I passaggi pianistici più ostici sono, infatti, quelli in cui entrambe le mani sono impegnate contemporaneamente in salti o in figurazioni che richiedono spostamenti ampi, in cui è utile agevolare la mano a posizionarsi al meglio sui tasti, con l'aiuto dello sguardo. Nei casi (peraltro non frequenti) in cui non ci è possibile coprire con il campo visivo entrambe le zone della tastiera, può essere utile usare la memoria fotografica. Guardando qualche istante prima una zona della tastiera, infatti, e scattando idealmente una fotografia di quella zona, potremo “salvarla” nella nostra memoria per qualche secondo, e ci sarà di grande aiuto per il passaggio successivo che suoneremo in quella zona, quando non saremo in grado di guardarvi in tempo reale.
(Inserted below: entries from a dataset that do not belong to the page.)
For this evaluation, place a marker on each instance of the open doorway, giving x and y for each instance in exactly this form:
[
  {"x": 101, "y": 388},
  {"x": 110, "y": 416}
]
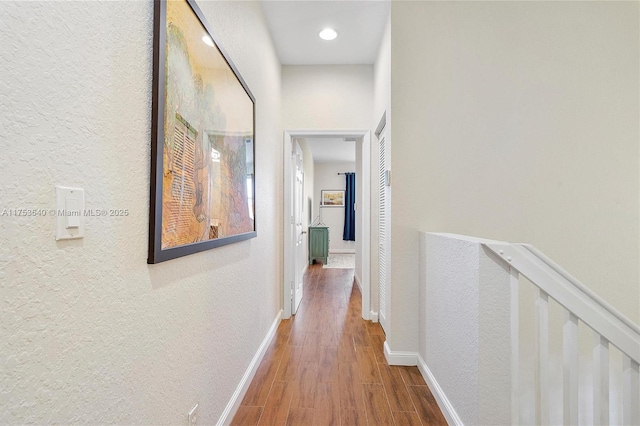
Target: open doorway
[{"x": 363, "y": 215}]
Un esercizio per sviluppare questa tecnica consiste nel guardare una zona della tastiera in cui dobbiamo suonare un passaggio ostico (ad esempio, con un ampio salto), poi chiudere gli occhi e suonare quel passaggio ad occhi chiusi: una volta acquisita questa tecnica, riusciremo a visualizzare la tastiera nella nostra mente, richiamando alla memoria la “fotografia” che abbiamo “scattato” qualche istante prima.
Programmare lo sguardo significa anche scegliere di non guardare la tastiera quando non necessario: spesso proprio alzando lo sguardo dalla tastiera ci consente di ampliare il nostro orizzonte visivo, e ciò può influire positivamente sul respiro della frase musicale. Anche ciudere gli occhi, specialmente in alcuni momenti di particolare introspezione, o al termine di frasi sfumate, può aiutarci a trovare la giusta concentrazione sul suono. Del resto, si suona e si ascolta anche con gli occhi.